Trimmed Means

Glad to see you're interested!


  The trimmed mean is computed just as an ordinary mean. . .except. . .first a pre-specified percentage of the extremes is omitted. Consider the 5% trimmed mean. The left-most (lowest) 5% and right-most (highest) 5% of the data are excluded; from the remaining observations the mean is found. So, the 10% most "extreme" data (5% on either side) is omitted before computing the mean.

For instance, consider the data set (N = 40) below

45.8 19.8 23.1 13.8 16.3 21.3 25.2 17.1 21.4 18.6
15.2 18.8 21.0 20.4 16.9 23.7 21.4 24.6 18.6 19.6
26.9 20.7 21.6 19.6 20.8 25.2 26.3 20.5 23.7 13.3
23.2 18.7 24.1 16.0 30.2 24.6 15.8 22.6 27.0 20.5

Here's a histogram. What's notable?


Sorting the data we have what's below

13.3 13.8 15.2 15.8 16.0 16.3 16.9 17.1 18.6 18.6
18.7 18.8 19.6 19.6 19.8 20.4 20.5 20.5 20.7 20.8
21.0 21.3 21.4 21.4 21.6 22.6 23.1 23.2 23.7 23.7
24.1 24.6 24.6 25.2 25.2 26.3 26.9 27.0 30.2 45.8

5% of 40 is 2. So, in computing the trimmed mean the two smallest and two largest 2 observations ignored.

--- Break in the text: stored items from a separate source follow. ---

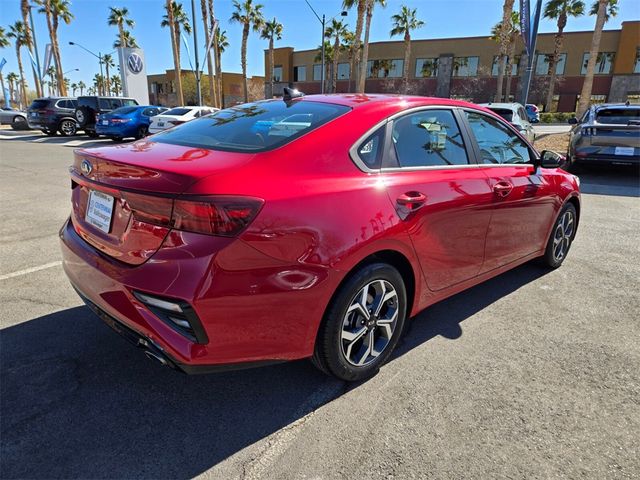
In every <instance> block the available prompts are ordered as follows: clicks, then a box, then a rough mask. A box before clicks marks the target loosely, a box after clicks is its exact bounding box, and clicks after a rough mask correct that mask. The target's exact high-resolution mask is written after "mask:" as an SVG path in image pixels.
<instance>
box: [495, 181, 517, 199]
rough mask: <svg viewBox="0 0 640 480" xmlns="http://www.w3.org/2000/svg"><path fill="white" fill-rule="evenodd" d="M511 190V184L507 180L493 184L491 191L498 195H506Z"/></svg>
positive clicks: (498, 195)
mask: <svg viewBox="0 0 640 480" xmlns="http://www.w3.org/2000/svg"><path fill="white" fill-rule="evenodd" d="M511 190H513V185H512V184H511V183H509V182H505V181H501V182H498V183H496V184H495V185H494V186H493V191H494V192H495V193H496V194H497V195H498V196H500V197H503V198H504V197H506V196H507V195H509V194H510V193H511Z"/></svg>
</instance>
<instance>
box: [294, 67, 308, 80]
mask: <svg viewBox="0 0 640 480" xmlns="http://www.w3.org/2000/svg"><path fill="white" fill-rule="evenodd" d="M306 80H307V67H306V66H304V65H300V66H298V67H293V81H294V82H305V81H306Z"/></svg>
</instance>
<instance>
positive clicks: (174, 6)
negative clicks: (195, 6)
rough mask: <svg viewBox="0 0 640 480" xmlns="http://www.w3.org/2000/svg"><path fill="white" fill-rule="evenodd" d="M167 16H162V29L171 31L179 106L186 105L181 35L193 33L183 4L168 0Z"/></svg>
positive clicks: (175, 75)
mask: <svg viewBox="0 0 640 480" xmlns="http://www.w3.org/2000/svg"><path fill="white" fill-rule="evenodd" d="M164 8H165V10H166V12H167V13H166V14H165V15H163V16H162V22H161V23H160V26H161V27H169V30H171V46H172V47H173V65H174V70H175V79H176V94H177V95H178V104H180V105H184V95H183V93H182V73H181V69H180V33H181V31H182V30H184V31H185V32H187V33H191V24H190V23H189V17H187V14H186V12H185V11H184V8H183V7H182V4H181V3H177V2H176V1H174V0H167V4H166V5H165V7H164Z"/></svg>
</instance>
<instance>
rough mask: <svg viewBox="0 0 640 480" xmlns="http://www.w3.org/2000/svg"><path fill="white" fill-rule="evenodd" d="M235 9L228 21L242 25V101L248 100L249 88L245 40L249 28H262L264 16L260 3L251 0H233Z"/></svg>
mask: <svg viewBox="0 0 640 480" xmlns="http://www.w3.org/2000/svg"><path fill="white" fill-rule="evenodd" d="M233 7H234V8H235V11H234V12H233V13H232V14H231V18H230V21H231V22H232V23H234V22H237V23H239V24H241V25H242V48H241V50H240V63H241V64H242V80H243V82H244V101H245V103H246V102H248V101H249V89H248V86H247V40H248V39H249V29H250V28H253V31H254V32H259V31H260V30H262V26H263V24H264V18H263V16H262V5H260V4H259V3H256V4H254V3H253V0H243V1H242V3H240V2H239V1H238V0H233Z"/></svg>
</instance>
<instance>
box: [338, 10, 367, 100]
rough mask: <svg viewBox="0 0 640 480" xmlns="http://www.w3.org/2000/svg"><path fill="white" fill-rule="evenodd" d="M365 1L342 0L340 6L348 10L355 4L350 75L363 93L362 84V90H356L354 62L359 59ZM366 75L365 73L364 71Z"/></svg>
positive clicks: (359, 91)
mask: <svg viewBox="0 0 640 480" xmlns="http://www.w3.org/2000/svg"><path fill="white" fill-rule="evenodd" d="M367 1H368V0H343V2H342V7H343V8H345V9H347V10H350V9H351V8H353V7H354V6H357V12H358V16H357V20H356V32H355V41H354V42H353V47H352V48H353V52H352V54H351V66H350V69H351V76H353V77H354V78H355V89H356V91H357V92H359V93H364V84H363V88H362V91H360V90H358V88H359V86H360V82H358V76H357V75H356V72H357V70H356V62H357V61H359V59H360V43H361V42H360V39H361V38H362V25H363V23H364V15H365V12H366V10H367ZM365 75H366V73H365Z"/></svg>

          15.2 15.8 16.0 16.3 16.9 17.1 18.6 18.6
18.7 18.8 19.6 19.6 19.8 20.4 20.5 20.5 20.7 20.8
21.0 21.3 21.4 21.4 21.6 22.6 23.1 23.2 23.7 23.7
24.1 24.6 24.6 25.2 25.2 26.3 26.9 27.0

Now, compute the mean. The mean of the remaining 36 observations is 21.133. This is the trimmed mean. Contrast it with the mean, which is 21.598.


The trimmed mean has the advantage of being relatively resistant to outliers. Unless there are more than 5% outlying values in a given direction, outliers will not be included in the computation of the trimmed mean. Here the trimmed mean is right in the center of the distribution (ignoring the outlier). The (untrimmed) mean is pulled a bit to the right by the extreme of 45.8.

There are other trimmed means. Pick any percentage P% and you can find the P% trimmed mean. In fact, the median is essentially the 50% trimmed mean. Think about it!